IMANI Africa Report Calls for Parliamentary and Auditor-General Sanctions to Curb Fiscal Irregularities in Ghana
IMANI Africa’s latest Fiscal Recklessness Index has made a call for reforms in Ghana’s Public Financial Management (PFM) laws, recommending that Parliament and the Auditor-General apply existing sanctions to address pervasive financial irregularities.
As external accountability actors in the PFM framework, both institutions hold the authority to impose sanctions, yet have rarely exercised these powers. IMANI’s report suggests that a stricter enforcement of sanctions could act as a powerful deterrent against the recurring tax and cash infractions within Ministries, Departments, and Agencies (MDAs), which have increasingly involved fraudulent withdrawals and embezzlement.
The report further highlights the need for a revised approach to PFM reforms, especially given the country’s recent commitments under the IMF programme. Over the past two decades, Ghana’s PFM reforms have targeted recurring vulnerabilities, yet financial infractions persist, with little improvement in institutional compliance or deterrence.
IMANI recommends that reforms focus on fostering institutional resilience, urging policymakers to shift away from “band-aid” solutions.

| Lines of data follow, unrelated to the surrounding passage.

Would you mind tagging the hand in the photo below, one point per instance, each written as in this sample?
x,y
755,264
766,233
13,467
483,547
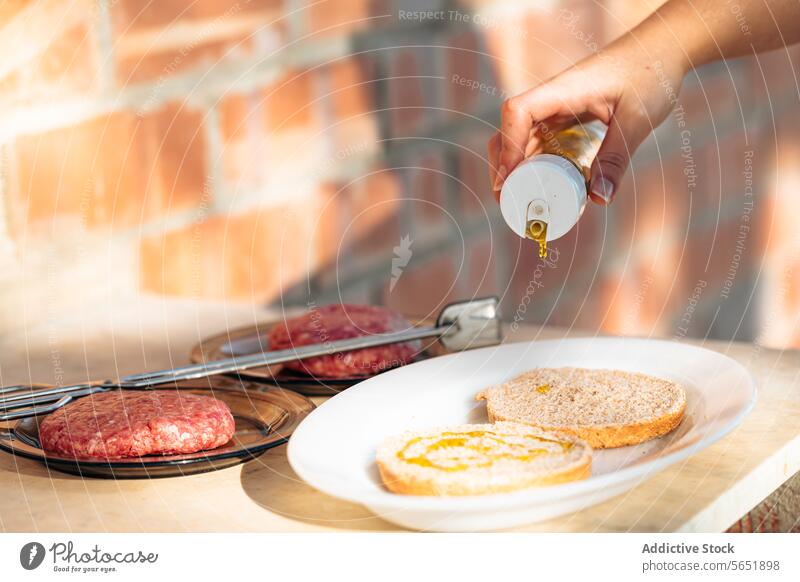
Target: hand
x,y
622,86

To address systemic weaknesses, reforms should include measures that promote a low tolerance for financial misconduct and establish robust internal compliance systems.
A central recommendation from IMANI is the creation of an Independent Fiscal Council through amendments to the Fiscal Responsibility Act of 2018. Citing the historical trend of fiscal indiscipline and its impact on the country’s financial integrity, the report argues that current accountability measures are inadequate.

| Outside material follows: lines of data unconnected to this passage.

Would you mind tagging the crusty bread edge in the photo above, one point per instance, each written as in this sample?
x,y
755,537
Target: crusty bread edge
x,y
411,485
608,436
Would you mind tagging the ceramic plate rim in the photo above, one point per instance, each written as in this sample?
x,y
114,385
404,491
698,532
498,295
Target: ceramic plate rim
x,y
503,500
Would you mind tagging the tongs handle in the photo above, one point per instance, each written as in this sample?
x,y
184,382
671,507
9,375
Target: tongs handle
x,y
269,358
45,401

The proposed council would serve as an independent overseer of government fiscal decisions, with a mandate to review and potentially restrain major spending activities by MDAs. It would also supervise the Ministry of Finance’s macro-fiscal planning, overseeing high-stakes expenditures to curb revenue overstatements and other fiscal discrepancies.
IMANI emphasizes that such an independent body could be transformative for Ghana’s PFM landscape, asserting that the council’s oversight could reduce MDAs’ ability to withhold anticipated government revenues for their own budgetary needs. With this body in place, IMANI believes Ghana could see a substantial reduction in the frequency of financial irregularities, ultimately restoring accountability within the PFM framework.